Search code examples
pythoncapitalization

Simple way to Capital Case Proper Names with Surname Prefixes


I am hoping to import names from a data source into which people are inconsistent with the Case of the names:

  • JOHN BROWN
  • Kathy V Simmons
  • juan velasquez

My first approach was using title()

name_object = {
      "first_name": row['First Name'].title(),
      "last_name": row['Last Name'].title(),
      "mi": row['MI'].title()
    }

But of course (and my Irish ancestors are rolling in their graves) this breaks names like McKinley, DeSantis, etc...

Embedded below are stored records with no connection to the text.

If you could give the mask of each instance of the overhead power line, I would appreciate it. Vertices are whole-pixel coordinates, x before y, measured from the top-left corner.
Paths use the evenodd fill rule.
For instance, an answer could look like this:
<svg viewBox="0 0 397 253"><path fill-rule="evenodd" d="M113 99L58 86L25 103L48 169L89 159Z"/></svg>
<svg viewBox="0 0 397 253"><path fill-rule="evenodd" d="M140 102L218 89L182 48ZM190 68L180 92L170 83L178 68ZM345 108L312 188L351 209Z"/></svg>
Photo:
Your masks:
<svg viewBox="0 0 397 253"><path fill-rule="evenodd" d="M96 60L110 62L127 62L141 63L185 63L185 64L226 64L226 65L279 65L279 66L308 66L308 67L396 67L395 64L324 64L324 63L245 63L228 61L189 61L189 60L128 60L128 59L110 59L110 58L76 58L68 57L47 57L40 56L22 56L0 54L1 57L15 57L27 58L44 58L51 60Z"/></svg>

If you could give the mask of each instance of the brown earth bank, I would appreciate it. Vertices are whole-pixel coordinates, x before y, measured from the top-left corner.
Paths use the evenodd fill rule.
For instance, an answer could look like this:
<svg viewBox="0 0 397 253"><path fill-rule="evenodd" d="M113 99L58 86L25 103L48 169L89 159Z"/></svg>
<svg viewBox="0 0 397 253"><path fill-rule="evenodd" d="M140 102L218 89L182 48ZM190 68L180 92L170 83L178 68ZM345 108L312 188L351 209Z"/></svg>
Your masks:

In this post someone has rolled their own version of title() using capitalize(), but it seems like disambiguating between names that begin with a "prefix" like "de" or "Di" and one's which just start with those letters (Diaz) is going to make less sense than really encouraging people to use a consistent approach in the initial data entry.

Is there a relatively simple automated approach I'm not thinking of?


Solution

  • There is not a straightforward way to handle those prefixes. The information you need to disambiguate different usages is not contained with the text itself.

    The root problem is that you need too much cultural data to distinguish, say, "D'Arc" from "Darc". Both names are French; you would require more than merely the text of the name. There are similar problems between languages, across centuries, dealing with variant spellings and transcription errors, etc.